Information supplied by the Delta Tour of Champions – if used, please credit accordingly

05-09-2005, 08:17 AM
confirmed Nadal out of hamburg

05-09-2005, 08:24 AM
Who's the lucky loser!

05-09-2005, 08:28 AM

Jack the Hack
05-09-2005, 09:39 AM

It's good information you have posted here, especially the quotes from the former pros. Nobody can argue much with those viewpoints since they have been there themselves!

I'm glad that Nadal has decided against playing in Hamburg. With the minor injuries he has, he needs to rest for a couple weeks to give himself the best shot at the French as possible. I didn't think he had a realistic shot at winning this year, but was massively impressed with the fifth set comeback yesterday. He looked like he was fading away (like in Miami), but fought back from 0-3 (double breaks!) down. I knew he was a fighter, but I didn't think he had that kind of effort in him at this stage in his career...

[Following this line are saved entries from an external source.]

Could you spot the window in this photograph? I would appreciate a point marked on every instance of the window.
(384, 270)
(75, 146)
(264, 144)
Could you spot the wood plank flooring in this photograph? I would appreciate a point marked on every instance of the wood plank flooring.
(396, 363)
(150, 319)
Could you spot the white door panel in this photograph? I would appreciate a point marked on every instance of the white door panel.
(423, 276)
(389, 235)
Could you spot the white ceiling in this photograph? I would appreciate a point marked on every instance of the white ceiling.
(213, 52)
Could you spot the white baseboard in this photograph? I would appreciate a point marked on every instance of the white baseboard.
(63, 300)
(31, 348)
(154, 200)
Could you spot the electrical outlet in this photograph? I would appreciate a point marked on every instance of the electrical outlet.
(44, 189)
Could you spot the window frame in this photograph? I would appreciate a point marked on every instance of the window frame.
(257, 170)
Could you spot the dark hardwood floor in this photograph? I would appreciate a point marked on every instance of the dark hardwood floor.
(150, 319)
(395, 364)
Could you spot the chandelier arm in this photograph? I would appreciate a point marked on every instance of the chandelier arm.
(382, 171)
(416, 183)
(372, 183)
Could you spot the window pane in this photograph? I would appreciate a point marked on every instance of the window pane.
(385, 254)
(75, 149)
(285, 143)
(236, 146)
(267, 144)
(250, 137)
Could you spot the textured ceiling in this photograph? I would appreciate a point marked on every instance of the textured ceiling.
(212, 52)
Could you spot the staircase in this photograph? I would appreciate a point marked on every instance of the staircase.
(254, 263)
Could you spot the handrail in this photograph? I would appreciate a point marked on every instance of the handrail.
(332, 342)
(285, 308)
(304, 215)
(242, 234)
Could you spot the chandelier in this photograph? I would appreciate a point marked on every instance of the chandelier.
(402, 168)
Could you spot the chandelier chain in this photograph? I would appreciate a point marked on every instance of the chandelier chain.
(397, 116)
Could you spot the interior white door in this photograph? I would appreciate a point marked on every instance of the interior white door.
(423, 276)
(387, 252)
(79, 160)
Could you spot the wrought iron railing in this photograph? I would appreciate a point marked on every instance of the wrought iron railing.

The French Open should be really fun to watch this year...

Max G.
05-09-2005, 02:04 PM
I really like Nadal to get another title. When Roddick is out, Nadal should have an easy path to final. Really too bad that he withdrew..


Nah. On clay, there's no such thing as an "easy draw" - Nadal would have to be super-fit every match to win. Sure, he might have gotten far in the tournament, despite having to play Andreev, Novak, and Canas, followed by Gasquet... but then he would have been dead tired for the French Open, if he wasn't this week already. The top priority right now should be to prepare himself for Roland Garros, and his best shot at that is to rest.

05-09-2005, 02:06 PM
is the atp gonna try to fine these guys like they tried todo hewitt? i dont think they gave their 72 hour notice.

05-09-2005, 03:45 PM
lol yea watch them fine nadal...that would be funny

05-09-2005, 03:51 PM
moya has also pulled out of hamburg

05-09-2005, 05:17 PM
lol yea watch them fine nadal...that would be funny

nadal has never sued them, he should be ok :)

05-09-2005, 06:41 PM
Nadal will be the raging bull at RG. Smart move to pull out, it means he wil enter RG on a high knowing he can beat anyone on clay.

05-09-2005, 06:53 PM
Rafa won't be fined, because he travelled to Hamburg and was evaluated by the ATP trainer, who declared him unfit to play because of the cut on his hand. And since the relatively minor injury was exacerbated by five hours of play yesterday, I don't think they are going to worry about lack of notice.